A valid critique of the messy liminal phase AI has reached in the workplace is that many of us are suffering from software brain - the idea that everything we do can be captured in a database and organised or automated.
Nilay Patel, Editor-in-Chief of The Verge shared a widely discussed polemic last week arguing that most people - and a significant number of younger people - do not want to be flattened and automated away by AI, riffing on this idea of software brain:
For everyone else, AI is just a demanding slop monster. It’s a threat. I’m not saying regular people don’t use Excel or Airtable to plan their weddings or have fun throwing PowerPoint parties, or even that AI won’t be useful to regular people over time. I think a lot of people enjoy data and tracking different parts of their lives. I’m wearing a Whoop band as I write this.
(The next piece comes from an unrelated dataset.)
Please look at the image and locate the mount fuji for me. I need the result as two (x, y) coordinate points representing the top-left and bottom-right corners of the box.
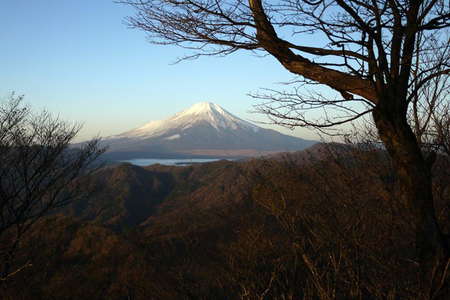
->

I’m just saying these things aren’t everything. Not everything about our lives can be measured and automated and optimized, and it shouldn’t be.
It’s a critique worth engaging with, and I believe there is a big enough landing zone for pro-human AI-enhanced organisations somewhere between automated workhouses and artisanal candle shops that we can aim for.
But if we want people to help build the new, rather than keep poking around in the old systems, then we need to cultivate their literacy and learning more effectively than we have done to date.
Brandan McCord recently shared a great introduction to the concept of Bildung and the role it played in transforming the Prussian education system after their defeat by Napoleon that is relevant to the adoption of AI:
With AI, we are building something like self-guided machines. Whether these systems liberate or merely displace is not settled. But the possibility of leisure at scale is real enough to become a serious question.
If AI can compress parts of instruction, it may deepen learning where it is used and clear ground for formation where it gives time back. But only if it preserves productive struggle rather than bypassing it.
The alternative is already visible: autocomplete for life. Not just help with expression, but the slow outsourcing of judgment itself. That is Bildung’s antithesis.
Another good read in this general direction is Neil Perkin’s recent newsletter on the need for an AI philosophy and not just an AI strategy.
It might sometimes feel like building better organisations is too hard, but there are plenty of examples around us of either a visionary leader or a compelling burning platform (or both!) creating the conditions where rapid evolution against the odds can produce winning systems.
Azeem Azhar shared a thought-provoking analysis from his team a few days ago about how Ukraine was forced to innovate in defence in order to survive, and it really shows what is possible when people have ownership, agency and very open and rapid feedback loops between producers and users. People can do anything with the right motivation.
If organisations respond to AI by forcing people to become more legible to machines, they will fail, socially, culturally, and ultimately economically.
But if they invest in human capability - judgment, learning, knowledge-sharing, and strategic thinking - they have a chance to build something far more powerful: organisations that are not just more efficient, but more adaptive, more coherent, and more human.
The Capability Absorption Gap will not be closed by a better toolset, but by better organisations.
It may be quicker and more effective to build net new capabilities and functions, rather than deploying AI in support of old ways of working, as factories initially tried with their electrification around the turn of the 20th Century.
‘Change’ is a very messy, human challenge; but there might be ways in which agentic AI can help us involve everybody and guide a distributed approach, helping track progress, and making the organisation more legible in real time. This is something we are exploring, so we might return to this topic soon.